Overview
Ports are an integral part of international trade representing 90% of the entire world supply chain. A major problem in marine logistics is port congestion which occurs when ships arrive at a port and have to wait to load or unload because the port capacity is full.
As the NCBFAA, the National Brokers and Forwarders Association of America, explains:
“The result is chronic gridlock at many ports. Ships are stranded offshore for days, even weeks, waiting to unload. Containers are buried in enormous stacks in clogged terminal yards. Trucks wait in line for hours (up to eight or nine hours in some cases) to pick up a single container. And customers throughout the country experience shipment delays lasting weeks.”
There are no quick-fix solutions, but there is an opportunity to develop innovative technology solutions to remove friction at every point of intermodal equipment interchange and ease the congestion.
Challenge
Blood & Treasure was commissioned to build a mobile software solution for eModal, the world’s largest port community system, that would provide greater visibility for pre-arrival transactions at marine terminals, including the ability for app users to contribute details to the trip transaction prior to executing their terminal visit.
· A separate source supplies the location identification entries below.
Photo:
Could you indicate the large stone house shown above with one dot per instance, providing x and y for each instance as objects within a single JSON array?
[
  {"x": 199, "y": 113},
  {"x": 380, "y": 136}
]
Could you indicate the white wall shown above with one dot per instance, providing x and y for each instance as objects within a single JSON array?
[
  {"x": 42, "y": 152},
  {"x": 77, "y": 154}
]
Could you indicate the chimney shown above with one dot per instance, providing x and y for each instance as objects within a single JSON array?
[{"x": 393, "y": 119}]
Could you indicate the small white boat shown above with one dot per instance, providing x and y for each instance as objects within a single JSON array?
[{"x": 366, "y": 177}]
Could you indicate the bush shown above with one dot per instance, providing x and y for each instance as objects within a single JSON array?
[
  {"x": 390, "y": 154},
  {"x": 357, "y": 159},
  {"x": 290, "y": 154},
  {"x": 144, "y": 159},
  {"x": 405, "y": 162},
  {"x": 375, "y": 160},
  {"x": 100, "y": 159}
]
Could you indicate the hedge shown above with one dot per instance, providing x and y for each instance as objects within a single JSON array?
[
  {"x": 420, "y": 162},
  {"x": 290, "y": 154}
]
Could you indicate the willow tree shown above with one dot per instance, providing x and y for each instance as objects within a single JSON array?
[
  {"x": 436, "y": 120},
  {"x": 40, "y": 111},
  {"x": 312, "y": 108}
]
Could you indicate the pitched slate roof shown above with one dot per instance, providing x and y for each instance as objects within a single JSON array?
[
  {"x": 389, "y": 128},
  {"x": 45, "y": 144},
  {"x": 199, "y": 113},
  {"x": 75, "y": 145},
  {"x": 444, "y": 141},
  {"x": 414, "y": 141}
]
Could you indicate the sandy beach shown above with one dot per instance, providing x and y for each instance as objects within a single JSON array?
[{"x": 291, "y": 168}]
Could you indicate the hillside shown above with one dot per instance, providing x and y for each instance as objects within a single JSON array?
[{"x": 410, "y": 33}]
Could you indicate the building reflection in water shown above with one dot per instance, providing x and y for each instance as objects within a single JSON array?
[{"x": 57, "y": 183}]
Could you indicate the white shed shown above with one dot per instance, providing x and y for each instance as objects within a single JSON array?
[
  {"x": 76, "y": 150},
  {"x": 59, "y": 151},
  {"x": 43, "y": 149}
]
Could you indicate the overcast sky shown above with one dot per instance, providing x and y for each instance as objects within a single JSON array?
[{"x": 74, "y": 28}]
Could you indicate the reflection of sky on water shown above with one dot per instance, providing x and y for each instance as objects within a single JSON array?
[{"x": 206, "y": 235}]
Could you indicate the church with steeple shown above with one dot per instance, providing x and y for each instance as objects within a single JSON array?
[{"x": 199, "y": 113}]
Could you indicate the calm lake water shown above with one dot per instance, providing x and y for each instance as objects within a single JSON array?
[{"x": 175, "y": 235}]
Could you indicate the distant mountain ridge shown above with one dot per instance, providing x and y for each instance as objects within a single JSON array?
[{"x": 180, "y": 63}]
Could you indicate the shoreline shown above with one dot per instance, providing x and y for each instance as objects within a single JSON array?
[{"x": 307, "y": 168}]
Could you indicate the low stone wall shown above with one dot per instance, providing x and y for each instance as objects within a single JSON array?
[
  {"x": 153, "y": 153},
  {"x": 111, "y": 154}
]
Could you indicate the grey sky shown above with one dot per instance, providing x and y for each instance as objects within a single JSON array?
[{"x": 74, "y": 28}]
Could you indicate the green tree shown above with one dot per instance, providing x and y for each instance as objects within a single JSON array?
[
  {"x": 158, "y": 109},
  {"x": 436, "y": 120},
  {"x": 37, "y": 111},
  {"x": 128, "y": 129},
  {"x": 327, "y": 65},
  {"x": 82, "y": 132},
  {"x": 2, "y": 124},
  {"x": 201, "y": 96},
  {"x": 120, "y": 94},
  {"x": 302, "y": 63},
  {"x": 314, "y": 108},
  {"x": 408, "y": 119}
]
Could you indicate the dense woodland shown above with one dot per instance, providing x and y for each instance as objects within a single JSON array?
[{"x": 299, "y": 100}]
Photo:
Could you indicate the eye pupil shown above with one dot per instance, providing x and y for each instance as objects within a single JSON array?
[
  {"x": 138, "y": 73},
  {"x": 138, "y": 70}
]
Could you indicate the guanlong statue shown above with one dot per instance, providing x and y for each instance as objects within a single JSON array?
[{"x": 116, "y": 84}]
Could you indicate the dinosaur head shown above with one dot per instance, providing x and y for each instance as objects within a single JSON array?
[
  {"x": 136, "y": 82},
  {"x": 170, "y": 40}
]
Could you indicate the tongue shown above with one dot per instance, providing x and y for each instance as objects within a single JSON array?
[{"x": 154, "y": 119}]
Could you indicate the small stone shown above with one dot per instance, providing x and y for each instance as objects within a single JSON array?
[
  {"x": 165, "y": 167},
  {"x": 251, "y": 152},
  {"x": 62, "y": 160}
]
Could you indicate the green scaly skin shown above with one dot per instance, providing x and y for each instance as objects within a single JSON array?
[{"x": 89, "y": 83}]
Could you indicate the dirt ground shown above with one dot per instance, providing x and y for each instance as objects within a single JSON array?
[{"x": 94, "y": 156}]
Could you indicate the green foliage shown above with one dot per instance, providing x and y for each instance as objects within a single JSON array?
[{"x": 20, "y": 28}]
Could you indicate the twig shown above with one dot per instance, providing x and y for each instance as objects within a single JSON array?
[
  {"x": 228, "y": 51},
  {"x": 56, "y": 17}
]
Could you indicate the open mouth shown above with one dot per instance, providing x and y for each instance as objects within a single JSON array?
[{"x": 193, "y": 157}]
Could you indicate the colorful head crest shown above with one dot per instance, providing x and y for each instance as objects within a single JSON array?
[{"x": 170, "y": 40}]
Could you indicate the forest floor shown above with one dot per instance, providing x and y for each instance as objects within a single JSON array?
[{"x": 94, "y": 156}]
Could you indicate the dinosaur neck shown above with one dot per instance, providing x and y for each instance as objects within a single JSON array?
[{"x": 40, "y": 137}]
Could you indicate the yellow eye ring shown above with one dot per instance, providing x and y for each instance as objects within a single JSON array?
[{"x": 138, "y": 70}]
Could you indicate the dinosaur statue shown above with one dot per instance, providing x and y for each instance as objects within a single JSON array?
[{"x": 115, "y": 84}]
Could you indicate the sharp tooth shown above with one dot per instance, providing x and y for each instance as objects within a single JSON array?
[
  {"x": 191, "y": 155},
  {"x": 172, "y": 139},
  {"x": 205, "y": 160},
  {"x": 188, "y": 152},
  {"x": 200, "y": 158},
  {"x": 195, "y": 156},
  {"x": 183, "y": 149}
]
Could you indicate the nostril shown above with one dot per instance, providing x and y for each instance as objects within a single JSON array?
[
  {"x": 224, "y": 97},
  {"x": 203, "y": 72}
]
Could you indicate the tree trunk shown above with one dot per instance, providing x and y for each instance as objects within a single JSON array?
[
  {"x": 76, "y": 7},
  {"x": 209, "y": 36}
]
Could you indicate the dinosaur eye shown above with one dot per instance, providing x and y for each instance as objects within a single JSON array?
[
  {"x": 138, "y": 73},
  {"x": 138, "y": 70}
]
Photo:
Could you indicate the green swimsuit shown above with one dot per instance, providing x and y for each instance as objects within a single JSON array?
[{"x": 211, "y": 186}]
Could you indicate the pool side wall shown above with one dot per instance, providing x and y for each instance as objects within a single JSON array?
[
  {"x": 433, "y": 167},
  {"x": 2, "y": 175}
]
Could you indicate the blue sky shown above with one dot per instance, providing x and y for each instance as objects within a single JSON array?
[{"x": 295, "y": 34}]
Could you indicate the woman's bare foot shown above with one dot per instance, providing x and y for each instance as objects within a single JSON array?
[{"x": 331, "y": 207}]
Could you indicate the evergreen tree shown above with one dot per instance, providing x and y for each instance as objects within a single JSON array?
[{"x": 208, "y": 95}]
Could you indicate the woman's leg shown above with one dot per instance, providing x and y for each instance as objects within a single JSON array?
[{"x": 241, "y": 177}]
The brief called for both iOS and Android applications to include the following functionality:
- Login/Register new account
- Users can only access app features if they accept the Terms and Conditions (available via an API endpoint)
- Include support for all Android phones released in the U.S. market in the previous 2 years
- Functionality and UI to look and work similarly across iOS and Android
- Integrate with eModal’s backend portal via RESTful web API
- Integrate push notifications
- Implement eModal advanced analytics as specified by the client
Development & Implementation
The client provided design mocks with task analysis and developer sprints managed in Pivotal Tracker.
Any timestamps sent or received from the server as part of the API calls had to be in UTC. But before displaying them to the user in the app UI, the app needed to locally convert them to whatever timezone the user had specified in their device setting.
The biggest challenge was working with a RESTful web API that did not depend on OAuth authentication, yet was still secure and easy for people to use.
Briefly, we saw how plain-text or weakly-hashed anything left data open to being sniffed in transit. We looked at how Amazon Web Services arranges things without depending on OAuth by basically implementing a unique HMAC (hash) for requests to the server.
The HMAC method creates a unique hash out of the arguments using a private key that only the client and server know - when the hashes match, the requests can be processed with reasonable assurance of trust.
Results
Our team completed the project under a very tight deadline of 120 hours, fully tested and approved on the Google Play and Apple App stores in plenty of time for the public launch.